Molecular disturbance
By Lydialyle Gibson
Photography by Lloyd DeGrane
For all that science has learned about complex biological processes—the production of enzymes, the secretion of hormones, the function of proteins, the expression of genes—large questions remain mostly unanswered. Among them: how do molecular interactions enable those processes? What exactly happens among atoms and molecules that gives rise to a protein or an enzyme or releases a hormone? Four Chicago scientists are working toward an answer, with the hope of applying it to insulin-secreting pancreas cells in diabetes patients.
With a $1 million grant from the W. M. Keck Foundation, endocrinologist Louis Philipson, PhD’82, MD’86, and chemists Aaron Dinner (standing); Norbert Scherer, SB’82, (seated); and Rustem Ismagilov are developing a technique they call “chemical perturbation spectroscopy,” using chemical disruptions to elucidate molecular dynamics. The idea arose in part from a collaboration between Dinner and Scherer. In a 2009 study published in the Journal of Physical Chemistry B, they discovered odd, hidden dynamics in a large RNA molecule after introducing chemical pulses to the solution surrounding it. Rather than move slowly, as they expected, the molecule behaved “as though something was driving it,” Dinner says.

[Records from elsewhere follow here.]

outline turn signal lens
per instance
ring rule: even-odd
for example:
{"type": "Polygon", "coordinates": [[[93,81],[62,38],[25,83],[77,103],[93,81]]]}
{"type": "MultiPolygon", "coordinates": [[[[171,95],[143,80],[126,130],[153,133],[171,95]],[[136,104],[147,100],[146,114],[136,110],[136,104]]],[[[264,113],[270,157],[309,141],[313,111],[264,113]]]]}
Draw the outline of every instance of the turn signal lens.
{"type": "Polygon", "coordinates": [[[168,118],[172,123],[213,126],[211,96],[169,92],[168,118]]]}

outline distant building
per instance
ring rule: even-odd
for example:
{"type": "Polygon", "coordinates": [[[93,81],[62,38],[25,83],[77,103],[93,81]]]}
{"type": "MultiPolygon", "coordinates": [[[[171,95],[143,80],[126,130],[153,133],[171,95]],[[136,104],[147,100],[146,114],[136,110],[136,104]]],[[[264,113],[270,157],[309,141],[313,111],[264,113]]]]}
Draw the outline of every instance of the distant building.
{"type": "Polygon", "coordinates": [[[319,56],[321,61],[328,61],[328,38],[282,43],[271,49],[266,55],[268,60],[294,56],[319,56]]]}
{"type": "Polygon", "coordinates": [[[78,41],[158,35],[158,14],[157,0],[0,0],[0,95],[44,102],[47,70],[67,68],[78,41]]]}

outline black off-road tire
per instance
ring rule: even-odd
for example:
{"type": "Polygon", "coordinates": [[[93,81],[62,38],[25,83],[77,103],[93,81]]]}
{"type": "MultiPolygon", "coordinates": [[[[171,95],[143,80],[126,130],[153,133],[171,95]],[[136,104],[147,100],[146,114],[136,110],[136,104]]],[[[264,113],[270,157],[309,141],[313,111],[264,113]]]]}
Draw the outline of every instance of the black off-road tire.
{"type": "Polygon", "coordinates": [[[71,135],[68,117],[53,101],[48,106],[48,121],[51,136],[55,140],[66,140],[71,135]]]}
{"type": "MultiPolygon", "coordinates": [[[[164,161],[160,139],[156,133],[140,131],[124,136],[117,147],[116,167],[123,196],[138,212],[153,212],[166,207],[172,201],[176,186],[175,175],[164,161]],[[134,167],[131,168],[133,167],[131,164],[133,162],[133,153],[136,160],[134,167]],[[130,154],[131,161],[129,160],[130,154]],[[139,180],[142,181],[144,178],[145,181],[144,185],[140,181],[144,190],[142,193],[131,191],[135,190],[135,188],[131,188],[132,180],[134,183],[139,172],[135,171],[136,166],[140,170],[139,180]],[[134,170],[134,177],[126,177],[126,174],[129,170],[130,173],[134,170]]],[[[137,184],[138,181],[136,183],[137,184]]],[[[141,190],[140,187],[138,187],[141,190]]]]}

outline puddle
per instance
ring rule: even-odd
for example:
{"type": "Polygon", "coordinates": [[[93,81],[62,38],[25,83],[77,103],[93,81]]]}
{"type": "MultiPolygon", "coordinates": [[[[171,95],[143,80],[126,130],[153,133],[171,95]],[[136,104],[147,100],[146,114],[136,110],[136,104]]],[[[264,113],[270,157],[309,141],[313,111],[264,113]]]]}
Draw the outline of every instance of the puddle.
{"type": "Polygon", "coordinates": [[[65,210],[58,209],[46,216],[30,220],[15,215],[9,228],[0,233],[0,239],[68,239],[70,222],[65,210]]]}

Optical, magnetic, and spectroscopic perturbations are standard ways to explore molecular interactions, and Dinner and Scherer realized that a chemical version of the technique could open a new avenue to studying cellular dynamics. The method may permit the researchers to “rewire” the regulatory circuitry of insulin-secreting pancreatic beta cells, which are involved in type-2 diabetes. “We expect to be able to target certain cell functions,” Scherer says, “and, let’s say, increase insulin output from the beta cells.” More broadly, the scientists want chemical-perturbation spectroscopy to be a widely used tool for probing the collective mechanisms of many types of molecular networks—and, ultimately, learning to control cell function and behavior.